In 1982, the legislature added the statute at issue here. The new special sentencing provision applied to those convicted of dangerous offenses while on probation, parole, work furlough, other release from confinement, or escape. A.R.S. § 13-604.02(A). Unlike § 13-604(K), the new statute did not expressly require that a jury make the factual determination as to release status. We therefore held that the status determination necessary to invoke § 13-604.02(A) could be made by the trial judge, using a preponderance of the evidence standard. See Turner, 141 Ariz. at 475, 687 P.2d at 1229; State v. McNair, 141 Ariz. 475, 485, 687 P.2d 1230, 1240 (1984); see also State v. Carter, 145 Ariz. 101, 110, 700 P.2d 488, 497 (1985). We concluded that the statuses enumerated in § 13-604.02(A) were not elements of a new offense, but rather aggravating factors; they were not used to determine guilt, but only to enhance the sentence once a defendant was found guilty of an underlying offense. Turner, 141 Ariz. at 475, 687 P.2d at 1229. Although a court may make the status determination necessary to invoke § 13-604.02(A), a jury still must make the determination of dangerousness. § 13-604(K); State v. Caldera, 141 Ariz. 634, 637-38, 688 P.2d 642, 645-46 (1984); see also State v. Hudson, 152 Ariz. 121, 126, 730 P.2d 830, 835 (1986).

Defendant raises an issue not considered in Turner or its progeny. He claims that our interpretation of § 13-604.02(A) is unconstitutional in light of the recent United States Supreme Court decision of McMillan v. Pennsylvania, 477 U.S. 79, 106 S.Ct. 2411, 91 L.Ed.2d 67 (1986). Basing his argument on the guarantees of jury trial and due process, defendant contends that the release status determination required to invoke A.R.S. § 13-604.02(A) substantially changes and increases the penalty, thereby creating a new crime so that the state is constitutionally required to prove release status to a jury beyond a reasonable doubt. 8

B. McMillan v.

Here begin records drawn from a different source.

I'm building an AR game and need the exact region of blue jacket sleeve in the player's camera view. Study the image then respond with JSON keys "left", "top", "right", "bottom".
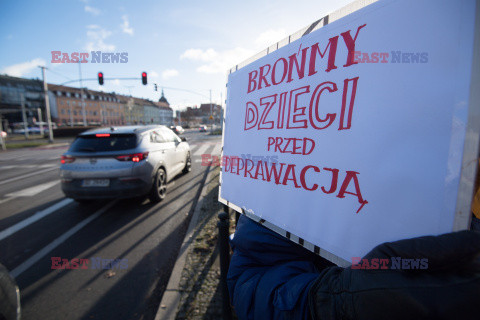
{"left": 227, "top": 215, "right": 326, "bottom": 320}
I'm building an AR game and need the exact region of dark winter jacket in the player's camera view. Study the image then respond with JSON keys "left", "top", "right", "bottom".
{"left": 228, "top": 215, "right": 480, "bottom": 320}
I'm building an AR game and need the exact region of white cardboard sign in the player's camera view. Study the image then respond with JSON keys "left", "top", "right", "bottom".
{"left": 219, "top": 0, "right": 478, "bottom": 263}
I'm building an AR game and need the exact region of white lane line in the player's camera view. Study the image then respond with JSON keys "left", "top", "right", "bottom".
{"left": 10, "top": 200, "right": 117, "bottom": 278}
{"left": 0, "top": 198, "right": 73, "bottom": 242}
{"left": 212, "top": 144, "right": 222, "bottom": 156}
{"left": 0, "top": 155, "right": 30, "bottom": 162}
{"left": 192, "top": 144, "right": 210, "bottom": 157}
{"left": 0, "top": 181, "right": 60, "bottom": 205}
{"left": 0, "top": 164, "right": 55, "bottom": 170}
{"left": 0, "top": 167, "right": 58, "bottom": 186}
{"left": 0, "top": 165, "right": 17, "bottom": 170}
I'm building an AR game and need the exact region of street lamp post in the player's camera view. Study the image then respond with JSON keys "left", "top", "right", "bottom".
{"left": 79, "top": 62, "right": 87, "bottom": 126}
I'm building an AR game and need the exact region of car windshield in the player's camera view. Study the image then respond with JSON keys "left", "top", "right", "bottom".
{"left": 69, "top": 134, "right": 137, "bottom": 152}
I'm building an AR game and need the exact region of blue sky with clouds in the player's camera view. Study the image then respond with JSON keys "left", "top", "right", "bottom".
{"left": 0, "top": 0, "right": 352, "bottom": 110}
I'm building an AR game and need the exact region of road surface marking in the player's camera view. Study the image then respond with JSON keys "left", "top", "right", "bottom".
{"left": 0, "top": 155, "right": 30, "bottom": 162}
{"left": 0, "top": 164, "right": 55, "bottom": 170}
{"left": 212, "top": 144, "right": 222, "bottom": 156}
{"left": 0, "top": 198, "right": 73, "bottom": 241}
{"left": 0, "top": 167, "right": 58, "bottom": 186}
{"left": 0, "top": 181, "right": 60, "bottom": 205}
{"left": 10, "top": 200, "right": 117, "bottom": 278}
{"left": 192, "top": 144, "right": 210, "bottom": 157}
{"left": 0, "top": 165, "right": 17, "bottom": 170}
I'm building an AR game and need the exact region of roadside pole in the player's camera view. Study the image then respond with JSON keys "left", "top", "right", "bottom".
{"left": 210, "top": 89, "right": 213, "bottom": 133}
{"left": 40, "top": 66, "right": 54, "bottom": 143}
{"left": 217, "top": 208, "right": 232, "bottom": 320}
{"left": 0, "top": 115, "right": 6, "bottom": 151}
{"left": 20, "top": 93, "right": 29, "bottom": 140}
{"left": 37, "top": 107, "right": 44, "bottom": 136}
{"left": 79, "top": 61, "right": 87, "bottom": 126}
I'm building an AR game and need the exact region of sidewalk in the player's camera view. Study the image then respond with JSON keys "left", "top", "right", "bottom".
{"left": 156, "top": 166, "right": 237, "bottom": 320}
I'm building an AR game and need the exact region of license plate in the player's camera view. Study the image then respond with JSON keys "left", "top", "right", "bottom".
{"left": 82, "top": 179, "right": 110, "bottom": 187}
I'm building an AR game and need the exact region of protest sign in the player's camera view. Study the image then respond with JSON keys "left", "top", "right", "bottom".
{"left": 219, "top": 0, "right": 479, "bottom": 264}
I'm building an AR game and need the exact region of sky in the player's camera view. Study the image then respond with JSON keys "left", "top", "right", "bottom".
{"left": 0, "top": 0, "right": 352, "bottom": 112}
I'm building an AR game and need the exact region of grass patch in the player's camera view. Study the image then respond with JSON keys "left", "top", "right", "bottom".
{"left": 6, "top": 134, "right": 45, "bottom": 141}
{"left": 4, "top": 142, "right": 49, "bottom": 149}
{"left": 209, "top": 129, "right": 222, "bottom": 135}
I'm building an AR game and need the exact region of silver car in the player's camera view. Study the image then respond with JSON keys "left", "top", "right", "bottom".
{"left": 60, "top": 125, "right": 191, "bottom": 203}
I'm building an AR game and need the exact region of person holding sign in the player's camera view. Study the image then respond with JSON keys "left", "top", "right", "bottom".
{"left": 228, "top": 215, "right": 480, "bottom": 320}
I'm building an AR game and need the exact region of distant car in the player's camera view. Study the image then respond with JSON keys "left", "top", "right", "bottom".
{"left": 199, "top": 125, "right": 207, "bottom": 132}
{"left": 60, "top": 125, "right": 191, "bottom": 203}
{"left": 170, "top": 126, "right": 185, "bottom": 135}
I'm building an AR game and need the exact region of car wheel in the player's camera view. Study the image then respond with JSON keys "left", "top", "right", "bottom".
{"left": 149, "top": 168, "right": 167, "bottom": 203}
{"left": 183, "top": 152, "right": 192, "bottom": 174}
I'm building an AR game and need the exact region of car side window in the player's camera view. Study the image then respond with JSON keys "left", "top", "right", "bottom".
{"left": 161, "top": 129, "right": 180, "bottom": 143}
{"left": 150, "top": 131, "right": 167, "bottom": 143}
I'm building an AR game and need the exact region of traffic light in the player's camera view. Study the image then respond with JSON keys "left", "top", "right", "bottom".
{"left": 154, "top": 84, "right": 158, "bottom": 91}
{"left": 141, "top": 72, "right": 147, "bottom": 85}
{"left": 98, "top": 72, "right": 104, "bottom": 85}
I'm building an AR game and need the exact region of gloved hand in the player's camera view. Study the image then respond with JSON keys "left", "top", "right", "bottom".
{"left": 308, "top": 230, "right": 480, "bottom": 320}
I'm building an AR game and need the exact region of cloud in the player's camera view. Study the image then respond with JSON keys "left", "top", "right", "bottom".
{"left": 181, "top": 47, "right": 254, "bottom": 74}
{"left": 1, "top": 58, "right": 46, "bottom": 77}
{"left": 180, "top": 48, "right": 217, "bottom": 62}
{"left": 84, "top": 5, "right": 100, "bottom": 15}
{"left": 84, "top": 25, "right": 115, "bottom": 51}
{"left": 121, "top": 15, "right": 134, "bottom": 35}
{"left": 162, "top": 69, "right": 179, "bottom": 80}
{"left": 255, "top": 28, "right": 288, "bottom": 48}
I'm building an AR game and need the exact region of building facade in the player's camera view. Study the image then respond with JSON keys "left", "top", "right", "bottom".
{"left": 1, "top": 74, "right": 175, "bottom": 129}
{"left": 49, "top": 85, "right": 124, "bottom": 126}
{"left": 0, "top": 75, "right": 46, "bottom": 130}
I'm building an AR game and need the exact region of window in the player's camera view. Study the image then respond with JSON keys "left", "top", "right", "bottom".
{"left": 161, "top": 128, "right": 180, "bottom": 143}
{"left": 150, "top": 131, "right": 167, "bottom": 143}
{"left": 61, "top": 109, "right": 65, "bottom": 114}
{"left": 70, "top": 134, "right": 138, "bottom": 152}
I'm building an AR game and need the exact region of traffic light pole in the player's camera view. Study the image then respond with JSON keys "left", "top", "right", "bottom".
{"left": 60, "top": 77, "right": 142, "bottom": 86}
{"left": 40, "top": 66, "right": 54, "bottom": 143}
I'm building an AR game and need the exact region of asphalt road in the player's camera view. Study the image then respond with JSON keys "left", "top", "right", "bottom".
{"left": 0, "top": 130, "right": 222, "bottom": 320}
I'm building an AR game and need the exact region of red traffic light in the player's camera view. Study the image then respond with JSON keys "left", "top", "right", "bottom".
{"left": 141, "top": 72, "right": 147, "bottom": 85}
{"left": 98, "top": 72, "right": 104, "bottom": 85}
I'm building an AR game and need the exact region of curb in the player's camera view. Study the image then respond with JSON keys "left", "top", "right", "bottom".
{"left": 155, "top": 165, "right": 216, "bottom": 320}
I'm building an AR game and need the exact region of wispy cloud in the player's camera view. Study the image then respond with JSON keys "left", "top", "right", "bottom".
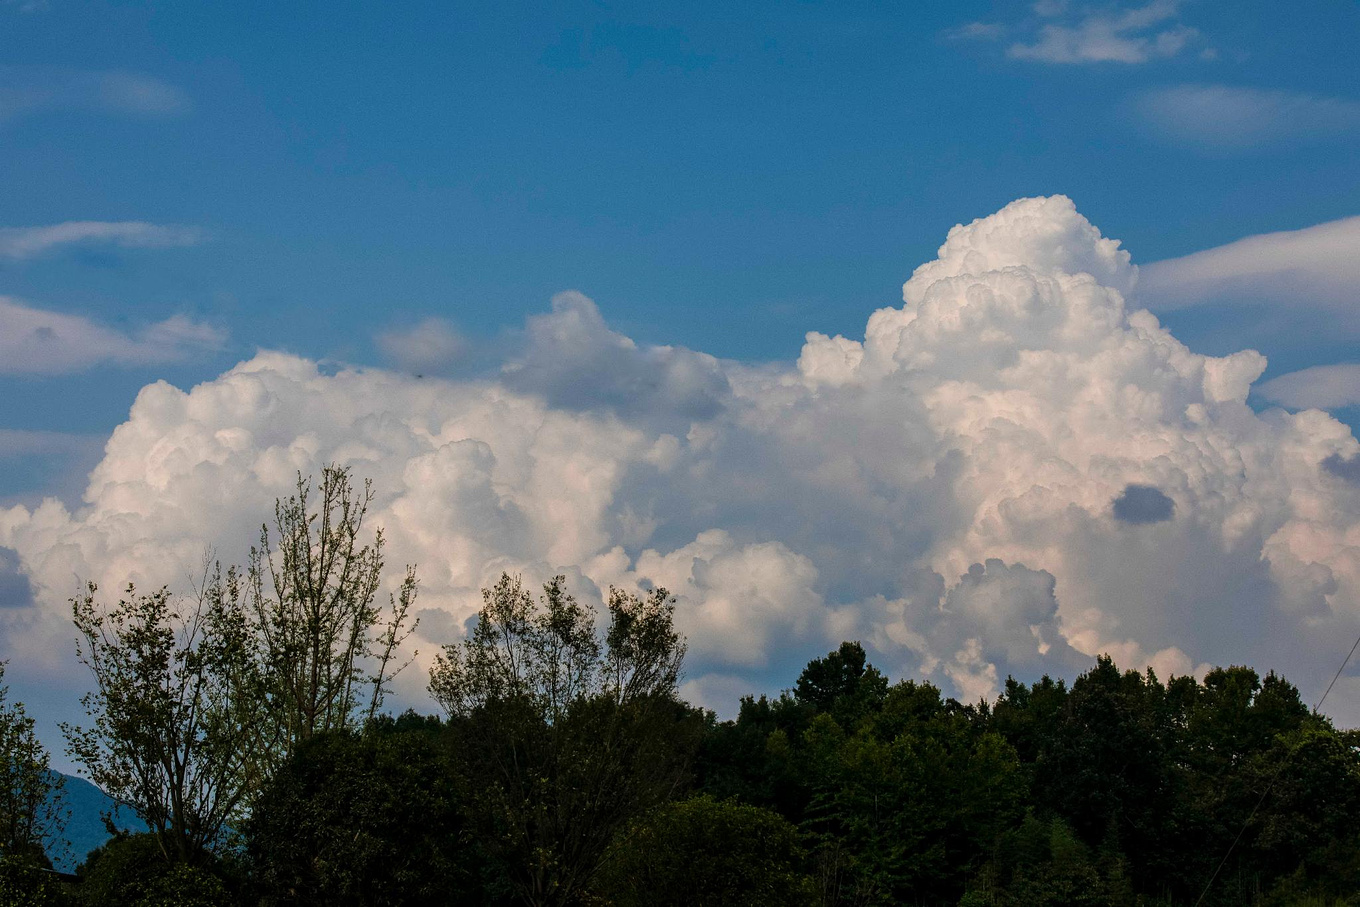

Pennsylvania

McMillan and other petitioners challenged the constitutionality of a Pennsylvania statute that provided for a mandatory minimum sentence of five years if the trial court found by a preponderance of the evidence that a defendant visibly possessed a firearm while committing one of seven enumerated felonies. 477 U.S. at ----, 106 S.Ct. at 2414. The statute did not authorize a greater maximum sentence than that otherwise allowed for the underlying offenses, but only increased the minimum sentence allowable. Id. The McMillan petitioners all were sentenced by trial courts to terms of less than five years on the ground that the statute was unconstitutional. In the United States Supreme Court, the petitioners argued that because the state was increasing their sentences solely because they visibly possessed firearms, possession became an element of the crime which the state had to prove to a jury beyond a reasonable doubt. See In re Winship, 397 U.S. 358, 90 S.Ct. 1068, 25 L.Ed.2d 368 (1970) (state must prove beyond a reasonable doubt every fact necessary to constitute the crime).